October 2015

It’s a New Day

It’s a new day in the Iron Workers Shop Department. We’re experiencing a rebirth that is sure to lead us into the future with a union that is strong and endures. Our organizers are hard at work, using strategies that are tried and true, while incorporating new tactics to keep us at the forefront of the organizing game among our fellow building trades unionists.

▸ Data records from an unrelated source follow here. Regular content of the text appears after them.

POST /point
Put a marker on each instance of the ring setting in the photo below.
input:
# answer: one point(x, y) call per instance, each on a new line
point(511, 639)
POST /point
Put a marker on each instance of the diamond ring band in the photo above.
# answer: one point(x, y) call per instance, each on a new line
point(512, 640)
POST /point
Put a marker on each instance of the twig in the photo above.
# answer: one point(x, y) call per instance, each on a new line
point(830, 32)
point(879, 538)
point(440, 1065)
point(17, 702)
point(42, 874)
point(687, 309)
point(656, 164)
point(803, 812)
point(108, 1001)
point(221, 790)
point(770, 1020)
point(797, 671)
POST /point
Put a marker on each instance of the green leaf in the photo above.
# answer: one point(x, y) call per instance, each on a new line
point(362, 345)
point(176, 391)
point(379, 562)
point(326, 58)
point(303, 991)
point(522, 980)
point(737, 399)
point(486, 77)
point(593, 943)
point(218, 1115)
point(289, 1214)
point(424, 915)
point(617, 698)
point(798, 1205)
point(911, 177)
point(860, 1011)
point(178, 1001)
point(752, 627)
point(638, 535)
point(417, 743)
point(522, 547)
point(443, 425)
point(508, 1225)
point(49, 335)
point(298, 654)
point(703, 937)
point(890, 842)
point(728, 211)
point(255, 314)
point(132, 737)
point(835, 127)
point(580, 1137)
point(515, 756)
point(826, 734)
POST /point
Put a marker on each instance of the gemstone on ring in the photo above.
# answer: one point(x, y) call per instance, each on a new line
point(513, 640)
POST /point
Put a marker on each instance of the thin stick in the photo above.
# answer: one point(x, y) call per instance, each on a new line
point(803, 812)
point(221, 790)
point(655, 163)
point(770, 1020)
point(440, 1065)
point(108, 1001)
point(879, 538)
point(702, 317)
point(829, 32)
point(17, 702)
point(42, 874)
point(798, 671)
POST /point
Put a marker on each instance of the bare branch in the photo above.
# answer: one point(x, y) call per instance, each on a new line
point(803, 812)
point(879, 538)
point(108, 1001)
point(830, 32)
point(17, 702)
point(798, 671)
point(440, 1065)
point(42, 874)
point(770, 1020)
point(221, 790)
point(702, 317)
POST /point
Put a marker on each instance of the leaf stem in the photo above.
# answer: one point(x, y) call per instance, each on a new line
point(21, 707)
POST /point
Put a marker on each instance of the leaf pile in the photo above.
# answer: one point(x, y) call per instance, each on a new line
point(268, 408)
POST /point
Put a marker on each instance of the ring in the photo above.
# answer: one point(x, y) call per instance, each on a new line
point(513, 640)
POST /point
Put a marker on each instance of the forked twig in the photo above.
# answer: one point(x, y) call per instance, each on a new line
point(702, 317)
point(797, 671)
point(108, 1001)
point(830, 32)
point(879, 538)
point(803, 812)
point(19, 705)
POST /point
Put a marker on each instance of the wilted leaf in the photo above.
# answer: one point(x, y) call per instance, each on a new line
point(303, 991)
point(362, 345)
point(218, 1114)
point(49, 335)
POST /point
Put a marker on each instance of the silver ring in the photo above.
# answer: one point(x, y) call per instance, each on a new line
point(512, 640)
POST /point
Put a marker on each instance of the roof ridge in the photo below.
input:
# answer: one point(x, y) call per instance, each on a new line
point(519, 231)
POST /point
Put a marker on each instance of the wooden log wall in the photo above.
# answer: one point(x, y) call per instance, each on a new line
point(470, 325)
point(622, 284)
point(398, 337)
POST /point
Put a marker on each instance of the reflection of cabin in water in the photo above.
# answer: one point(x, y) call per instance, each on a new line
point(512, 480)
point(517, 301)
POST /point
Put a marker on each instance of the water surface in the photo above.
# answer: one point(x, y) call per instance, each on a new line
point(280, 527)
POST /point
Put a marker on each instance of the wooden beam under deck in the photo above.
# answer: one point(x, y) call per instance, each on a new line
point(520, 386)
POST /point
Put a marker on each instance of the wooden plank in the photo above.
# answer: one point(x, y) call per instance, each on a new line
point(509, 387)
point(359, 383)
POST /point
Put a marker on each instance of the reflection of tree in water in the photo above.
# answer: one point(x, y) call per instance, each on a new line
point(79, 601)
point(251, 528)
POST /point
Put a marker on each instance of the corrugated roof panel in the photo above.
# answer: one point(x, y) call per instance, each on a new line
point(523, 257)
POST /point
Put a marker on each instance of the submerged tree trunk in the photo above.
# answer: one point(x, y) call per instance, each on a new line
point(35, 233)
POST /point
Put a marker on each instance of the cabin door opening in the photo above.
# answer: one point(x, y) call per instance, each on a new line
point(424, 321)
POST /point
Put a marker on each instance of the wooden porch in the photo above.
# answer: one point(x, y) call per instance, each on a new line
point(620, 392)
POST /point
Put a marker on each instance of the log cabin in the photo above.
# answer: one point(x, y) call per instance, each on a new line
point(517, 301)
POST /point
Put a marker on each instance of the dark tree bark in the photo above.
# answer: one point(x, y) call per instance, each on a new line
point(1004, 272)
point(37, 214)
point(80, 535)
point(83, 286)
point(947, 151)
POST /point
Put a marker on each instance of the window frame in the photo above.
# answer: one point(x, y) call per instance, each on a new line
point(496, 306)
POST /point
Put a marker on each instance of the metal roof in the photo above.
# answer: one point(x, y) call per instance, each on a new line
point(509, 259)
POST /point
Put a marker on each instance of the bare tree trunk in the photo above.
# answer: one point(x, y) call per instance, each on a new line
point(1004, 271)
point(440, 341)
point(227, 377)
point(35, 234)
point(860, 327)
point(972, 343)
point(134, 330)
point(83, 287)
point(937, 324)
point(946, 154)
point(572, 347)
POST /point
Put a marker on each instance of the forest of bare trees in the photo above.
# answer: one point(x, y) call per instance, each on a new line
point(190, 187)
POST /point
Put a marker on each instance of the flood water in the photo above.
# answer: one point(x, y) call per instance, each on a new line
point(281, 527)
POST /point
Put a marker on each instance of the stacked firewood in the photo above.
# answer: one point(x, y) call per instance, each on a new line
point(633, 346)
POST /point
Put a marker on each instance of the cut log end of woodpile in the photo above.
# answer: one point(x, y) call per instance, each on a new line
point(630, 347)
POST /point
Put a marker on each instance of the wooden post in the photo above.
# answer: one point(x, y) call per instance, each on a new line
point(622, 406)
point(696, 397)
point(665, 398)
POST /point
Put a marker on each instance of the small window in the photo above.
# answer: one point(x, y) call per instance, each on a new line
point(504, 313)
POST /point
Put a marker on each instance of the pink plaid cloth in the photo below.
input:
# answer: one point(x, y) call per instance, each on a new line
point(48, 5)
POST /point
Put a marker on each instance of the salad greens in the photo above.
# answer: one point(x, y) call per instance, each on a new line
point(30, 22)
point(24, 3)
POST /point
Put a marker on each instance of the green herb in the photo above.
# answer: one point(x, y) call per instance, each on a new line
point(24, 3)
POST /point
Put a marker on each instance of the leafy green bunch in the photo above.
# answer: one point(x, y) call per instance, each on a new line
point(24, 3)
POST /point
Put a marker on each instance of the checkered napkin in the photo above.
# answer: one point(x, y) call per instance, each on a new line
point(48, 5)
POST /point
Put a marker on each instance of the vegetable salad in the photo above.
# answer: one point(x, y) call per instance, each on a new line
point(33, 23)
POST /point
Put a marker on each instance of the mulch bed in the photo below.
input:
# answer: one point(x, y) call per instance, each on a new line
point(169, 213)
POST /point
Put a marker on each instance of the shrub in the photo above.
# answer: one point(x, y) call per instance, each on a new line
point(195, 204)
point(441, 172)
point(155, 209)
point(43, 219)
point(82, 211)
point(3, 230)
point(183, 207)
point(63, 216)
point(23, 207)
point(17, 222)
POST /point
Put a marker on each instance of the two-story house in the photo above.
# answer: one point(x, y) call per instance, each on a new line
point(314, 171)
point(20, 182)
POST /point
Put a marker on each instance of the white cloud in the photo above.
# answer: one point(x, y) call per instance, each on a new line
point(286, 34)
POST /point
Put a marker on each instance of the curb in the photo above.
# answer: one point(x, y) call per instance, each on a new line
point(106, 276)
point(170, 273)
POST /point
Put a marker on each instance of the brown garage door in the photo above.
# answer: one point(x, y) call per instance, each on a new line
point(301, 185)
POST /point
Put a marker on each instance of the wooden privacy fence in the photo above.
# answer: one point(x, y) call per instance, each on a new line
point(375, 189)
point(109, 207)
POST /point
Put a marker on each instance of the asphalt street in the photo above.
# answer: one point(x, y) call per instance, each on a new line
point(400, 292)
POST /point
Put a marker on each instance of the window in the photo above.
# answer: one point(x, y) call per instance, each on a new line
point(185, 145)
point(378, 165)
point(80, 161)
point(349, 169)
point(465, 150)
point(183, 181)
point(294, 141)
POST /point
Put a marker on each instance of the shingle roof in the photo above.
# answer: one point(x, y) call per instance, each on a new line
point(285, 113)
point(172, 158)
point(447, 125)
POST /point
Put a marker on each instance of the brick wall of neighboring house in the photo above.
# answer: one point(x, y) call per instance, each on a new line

Organizing shop workers is a little different than organizing outside workers, and it presents its own set of challenges and barriers. Shop organizing efforts are done through recognition campaigns that rely, almost exclusively, on building solid, unwavering support with each individual worker. That’s tough because organizers are almost always banned from accessing workers in their workplace. Further, shop workers have a greater, and more realized, fear and anxiety about organizing due to increasingly aggressive union-busting tactics and the drastic decline of North American manufacturing jobs over the past four decades. 

But with income inequality at its highest and working conditions regressing to near-Industrial Revolution conditions, organizers are capitalizing on the opportunity to agitate, educate and organize. And the public supports these efforts; a Pew poll conducted in March of this year found that public support for workers’ ability to form a union is highest for manufacturing and factory workers, with 82 percent favoring unions for these workers. Using the ACES model, shop organizers are leveraging community support by developing new community coalitions to broaden and strengthen organizing efforts that are focused on worker issues. 

One factor boosting organizing strength in the Shop Department is the Initial Organizing Contract Fund (IOCF), which has been accountable for 35 percent of the new membership brought in through organizing efforts. The IOCF assists with subsidizing shop local organizers, which helps bolster organizing efforts by affording us the resources and capacity to put more boots on the ground.

The Shop Steward Training Program has already begun paying off in Canada and the U.S. Members are enrolling to learn how to most effectively represent other members as stewards. Increased member participation is leading to greater activism and interest in internal/external organizing. Shopmen locals are beginning to develop volunteer organizing committees made up of member activists committed to growing market share and bringing in unorganized fellow workers.

In further commitment to reaching out to unorganized shop workers, we have launched the first Shop Jobline to provide signatory employers the ability to post job opportunities and pull from a skilled, qualified work force, as well as to give members the flexibility to seek union work in other areas when their shop is slow or experiencing lay-offs.

Finally, in the true spirit of One Union, One Ironworkers, we have renewed our commitment to working together with Bernie Evers and the Organizing Department on joint organizing efforts, important both strategically and in terms of building solidarity among our shop and outside workers. 

General President Eric Dean wrote, “It is this simple: If we have the workforce, we then are able to demand better wages and working conditions. Period. We must strive for more workers and work opportunities for our union.” We are demonstrably committed to fulfilling this clear directive to organize and build power. Each and every ironworker is urged to join us in leading the International movement to represent all workers in our industry. We believe in Ralph Waldo Emerson’s decree to go not where the path may lead, but instead to go where there is no path and leave a trail, and we resolve to strive on blazing trails into the future.